Six pour Royer Dupré. Six des sept gagnantes du Prix de Diane de Son Altesse l’Aga Khan étaient entraînées par Alain de Royer Dupré et une, l’infortunée Valyra (Azamour), par Jean-Claude Rouget. Chacune a suivi un parcours différent pour arriver à la couronne. Shahnaza possède un profil qui ressemble un peu à celui de Vereva (Kahyasi), lauréate en 1998. Les deux ont un point commun : un succès dans le Prix de la Seine (L) à ParisLongchamp. La candidate 2018 avait couru une fois, pour une deuxième place, à 2ans, et elle a ouvert son palmarès à Saint-Cloud le 14 avril.

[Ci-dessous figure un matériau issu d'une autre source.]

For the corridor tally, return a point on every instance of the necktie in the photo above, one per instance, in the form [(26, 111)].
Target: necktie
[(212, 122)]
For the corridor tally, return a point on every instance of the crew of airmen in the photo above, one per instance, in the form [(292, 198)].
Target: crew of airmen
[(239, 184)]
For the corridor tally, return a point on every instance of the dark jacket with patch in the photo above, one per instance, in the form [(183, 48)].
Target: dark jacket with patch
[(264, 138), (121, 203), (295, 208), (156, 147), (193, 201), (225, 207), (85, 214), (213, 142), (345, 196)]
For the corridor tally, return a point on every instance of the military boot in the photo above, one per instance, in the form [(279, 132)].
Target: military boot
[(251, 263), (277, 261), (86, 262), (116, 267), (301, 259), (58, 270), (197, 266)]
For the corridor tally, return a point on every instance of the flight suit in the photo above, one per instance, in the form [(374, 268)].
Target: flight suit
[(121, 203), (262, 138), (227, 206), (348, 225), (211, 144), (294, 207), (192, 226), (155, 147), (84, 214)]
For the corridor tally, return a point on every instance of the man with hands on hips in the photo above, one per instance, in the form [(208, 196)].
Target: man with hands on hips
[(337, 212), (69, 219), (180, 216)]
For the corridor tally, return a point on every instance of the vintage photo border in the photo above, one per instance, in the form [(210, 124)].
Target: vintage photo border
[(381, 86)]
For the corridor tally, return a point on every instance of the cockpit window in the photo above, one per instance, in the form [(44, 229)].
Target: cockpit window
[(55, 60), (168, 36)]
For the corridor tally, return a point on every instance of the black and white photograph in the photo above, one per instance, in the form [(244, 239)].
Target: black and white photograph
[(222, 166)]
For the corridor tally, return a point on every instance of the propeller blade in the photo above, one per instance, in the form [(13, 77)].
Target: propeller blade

Vereva a fait ses débuts gagnants à 3ans, le 30 avril.

Quatre inédites à 2ans. Quatre lauréates du Prix de Diane n’avaient pas couru à 2ans et celle qui avait fait ses débuts le plus tardivement est Sarafina. Le 2 mai 2010, elle était inédite, le jour d’après, elle a ouvert son palmarès avant de remporter le Prix Saint-Alary (Gr1). Elle a gagné le Prix de Diane quarante et un jours après ses débuts. Daryaba (Night Shift), en 1999, avait découvert les couleurs le 30 avril et le Diane était sa troisième course et son premier essai dans une course black type, exactement comme ce fut le cas de Valyra en 2012. La pensionnaire de Jean-Claude Rouget avait fait ses débuts dans une course G à Bordeaux. Elle n’est pas la seule qui a débuté en province. Zainta avait gagné à 2ans un maiden E au Croisé-Laroche…

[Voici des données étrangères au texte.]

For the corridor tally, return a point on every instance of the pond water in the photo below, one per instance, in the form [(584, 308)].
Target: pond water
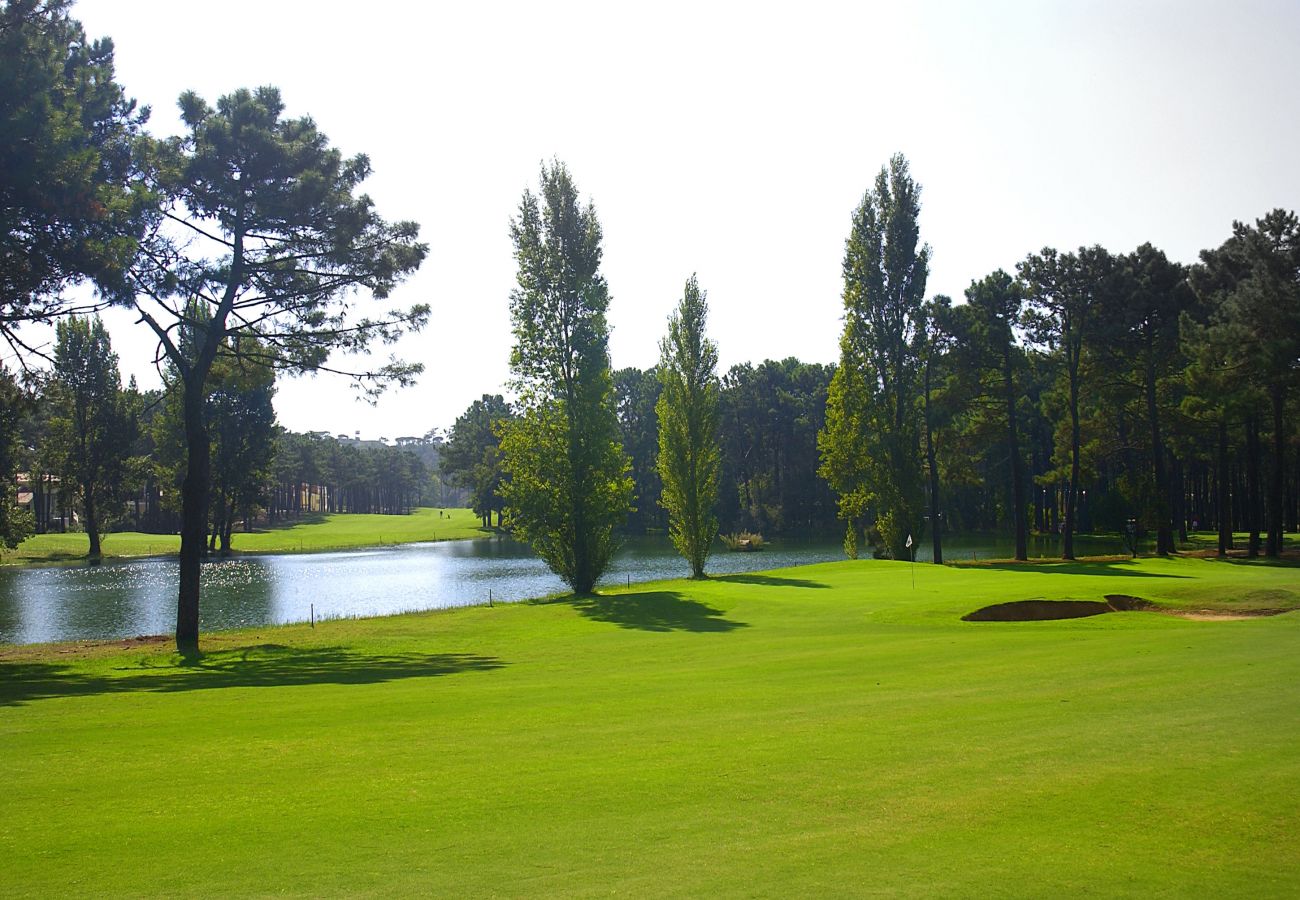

Quatre sont issues d’étalons Aga Khan. Les sept gagnantes sont issues en majorité d’étalons Aga Khan. Deux, Vereva et Zainta, sont par le double gagnant de Derby Kahyasi (Île de Bourbon), alors que Nishapour (Zeddaan) est responsable de Shemaka. Le regretté Azamour (Night Shift) est le père de Valyra, ainsi que de notre Shahnaza. Les trois lauréates issues d’étalons extérieurs sont Sarafina par Refuse to Bend (Sadler’s Wells), Zarkava par Zamindar (Gone West) et Daryaba par Night Shift (Northern Dancer). Elles étaient quand même issues de mères par des étalons Aga Khan, dans l’ordre Darshaan, Kahyasi et Vayrann.

Toutes les souches. Chaque bon écolier d’élevage peut vous dire que les poulinières de Son Altesse l’Aga Khan proviennent de grandes souches de la famille auxquelles s’ajoutent celles de trois grandes acquisitions, les cheptels de madame François Dupré, de Marcel Boussac et enfin de Jean-Luc Lagardère. Le grand travail de sélection et d’intégration est bien illustré. Trois gagnantes (Shemaka, Zainta et Zarkava) sont des 100 % Aga Khan, deux remontent à des souches Dupré (Vereva et Sarafina), Daryaba est une Boussac et Valyra est d’origine Lagardère. C’est une histoire d’élevage, dans toute sa pureté.